Red Wings, which currently operates a fleet of Russian-built Sukhoi Superjet 100 and Tupolev Tu-204 airliners, has announced its intention to become the launch operator for the new-generation Irkut MC-21 aircraft.
“We want to become the first MC-21 operator. It would be interesting to implement such a project, it would be an honorary mission. But it is still too early to speak about any agreements, because the aircraft has not even entered flight tests yet,” Red Wings General Director Evgeny Klyucharev told Russian Aviation Insider.
According to Klyucharev, Red Wings’ bid to become the MC-21 launch operator is supported by the fact that Ilyushin Finance Co. (IFC), which has 50 MC-21s on order (22 of those are confirmed, with deliveries scheduled to begin in 2019) is considering buying a share in the airline.
The new aircraft may replace Red Wings’ 210-seat Tu-204-100s, which are becoming economically unfeasible due to their low fuel efficiency and expensive maintenance. Red Wings has 10 of the type, two of them currently not flying. Only four of the Tu-204 fleet, those built in 2008-09, will remain in operation by the end of the decade, whereas the airframes produced in the mid-90s will be gradually retired.
By contrast, the number of regional SSJ 100s in the Red Wings fleet is expected to grow. The airline will take delivery of its fifth 93-seat two-class aircraft by year-end, with five more all-economy 103-seaters slated for delivery next year via State Transport Leasing Co.

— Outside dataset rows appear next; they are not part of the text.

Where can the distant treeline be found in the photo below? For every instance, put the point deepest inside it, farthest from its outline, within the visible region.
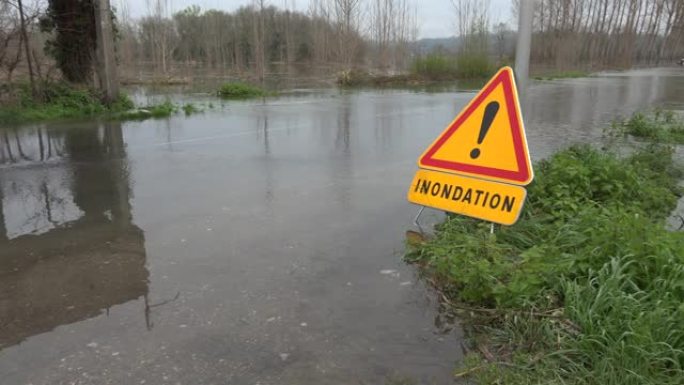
(346, 33)
(608, 33)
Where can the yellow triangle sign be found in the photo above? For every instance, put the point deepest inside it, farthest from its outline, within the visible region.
(487, 139)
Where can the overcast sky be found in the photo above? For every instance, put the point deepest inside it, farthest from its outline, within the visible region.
(435, 17)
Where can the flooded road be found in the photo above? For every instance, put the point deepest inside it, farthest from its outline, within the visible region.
(255, 243)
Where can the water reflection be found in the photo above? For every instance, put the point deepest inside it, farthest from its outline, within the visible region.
(68, 247)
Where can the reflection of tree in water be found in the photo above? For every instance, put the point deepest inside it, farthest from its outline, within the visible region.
(79, 268)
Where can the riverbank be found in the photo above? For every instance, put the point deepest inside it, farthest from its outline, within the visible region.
(586, 287)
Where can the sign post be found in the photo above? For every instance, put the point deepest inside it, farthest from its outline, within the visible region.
(479, 164)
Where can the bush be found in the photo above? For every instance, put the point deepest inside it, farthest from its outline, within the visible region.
(587, 288)
(471, 65)
(467, 65)
(435, 66)
(240, 91)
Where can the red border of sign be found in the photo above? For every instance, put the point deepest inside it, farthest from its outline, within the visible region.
(524, 174)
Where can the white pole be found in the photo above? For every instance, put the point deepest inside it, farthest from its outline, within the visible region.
(522, 51)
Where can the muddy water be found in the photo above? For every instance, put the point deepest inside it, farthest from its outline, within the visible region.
(254, 243)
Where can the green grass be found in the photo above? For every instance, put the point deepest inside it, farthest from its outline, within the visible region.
(63, 101)
(240, 91)
(156, 111)
(587, 288)
(658, 125)
(190, 109)
(435, 66)
(563, 75)
(462, 66)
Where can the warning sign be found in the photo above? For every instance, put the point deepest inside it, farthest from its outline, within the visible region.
(487, 139)
(482, 199)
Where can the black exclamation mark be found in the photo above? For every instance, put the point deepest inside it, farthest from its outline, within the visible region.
(490, 112)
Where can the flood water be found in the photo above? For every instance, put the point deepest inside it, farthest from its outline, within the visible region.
(258, 242)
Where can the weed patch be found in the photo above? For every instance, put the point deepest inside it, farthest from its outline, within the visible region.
(586, 288)
(240, 91)
(63, 101)
(659, 125)
(563, 75)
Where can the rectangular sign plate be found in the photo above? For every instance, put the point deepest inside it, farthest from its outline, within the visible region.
(477, 198)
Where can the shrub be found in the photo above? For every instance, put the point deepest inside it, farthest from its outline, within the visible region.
(435, 66)
(471, 65)
(587, 287)
(240, 91)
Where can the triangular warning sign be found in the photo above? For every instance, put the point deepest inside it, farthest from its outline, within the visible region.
(487, 139)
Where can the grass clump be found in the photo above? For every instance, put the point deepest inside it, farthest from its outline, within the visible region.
(57, 101)
(156, 111)
(659, 125)
(240, 91)
(563, 75)
(435, 66)
(586, 288)
(466, 65)
(64, 101)
(474, 65)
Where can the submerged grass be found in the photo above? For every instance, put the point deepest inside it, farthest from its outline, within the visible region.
(563, 75)
(64, 101)
(241, 91)
(587, 288)
(659, 125)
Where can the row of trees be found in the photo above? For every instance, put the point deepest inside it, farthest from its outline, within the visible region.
(607, 33)
(338, 32)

For purposes of improved operational flexibility, the airline also needs 150- to 170-seat aircraft. Since Russian airframers do not cater for this capacity range, Red Wings may consider Airbus A320s or Boeing 737s. However, given the current unstable currency exchange rate, nothing can be certain, Klyucharev notes. The airline is in talks with the administration of Ulyanovsk Region, home to Russia’s only port-type free economic zone. Should Red Wings choose Ulyanovsk as its new base, it may receive tax preferences and use them for leasing Western-built aircraft. At present, Red Wings operates regular flights from Ulyanovsk to Moscow and Simferopol (Crimea). The regional authorities have expressed hope that the carrier will link Ulyanovsk with at least one destination each in Europe and China.
Red Wings, the only airline on Russia’s top 20 of carriers operating exclusively domestically built aircraft, holds 19th position in terms of traffic. It expects to carry its millionth passenger this October, and to reach 2 mln passengers carried by the end of next year.